I am trying to select from the data frame df
the rows that match a list of keys IDs
.
df.loc[IDs]
In rare cases they keys are not contained in the DataFrame and a KeyError is thrown:
KeyError: "None of [['001U000001c6OczIAE' '001U000000fgVR9IAM' '0015800000ecNcjAAE'\n '001U000000fgVRDIA2']] are in the [index]"
Can I easily get to the list of missing keys from that exception?

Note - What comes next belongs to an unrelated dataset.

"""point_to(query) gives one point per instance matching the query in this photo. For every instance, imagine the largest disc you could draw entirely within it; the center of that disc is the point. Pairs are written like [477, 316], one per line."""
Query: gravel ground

Would it be better/cleaner/more pythonic to not do this by exception handling?
Without more info it looks like you may have forgotten a step- have you set your index to the Salesforce ID (assuming that's what it is)?
For example (random data):
df
a account
0 1 abc
1 3 abc
2 5 abc
3 7 def
4 7 def
5 34 gf
6 3 hj
7 24 hj
lis = ['abc', 'hj']
df.loc[lis]
KeyError: "None of [['abc', 'hj']] are in the [index]"
For pandas versions prior to 0.21.0
After setting index:
df.set_index('account').loc[lis]
a
account
abc 1
abc 3
abc 5
hj 3
hj 24
Missing values should not throw an error, rather np.nan
value:
lis = ['abc', 'hj', 'j']
df.set_index('account').loc[lis]
a
account
abc 1.0
abc 3.0
abc 5.0
hj 3.0
hj 24.0
j NaN
For pandas versions 0.21.0+
You will need to instead use the dataframe method reindex()
. With reindex, however, you will not be able to have duplicates in the index (so my example above will not work without some deduplication):
df.set_index('account')\
.groupby(level=0).first()\ # de-duplicate index here
.reindex(lis2)
a
account
abc 1.0
hj 3.0
j NaN
Unfortunately using reindex()
after deduplicating there is data loss if you're trying to continue working with the dataframe. Regardless, this is probably not the best way to find identifiers missing from your dataframe.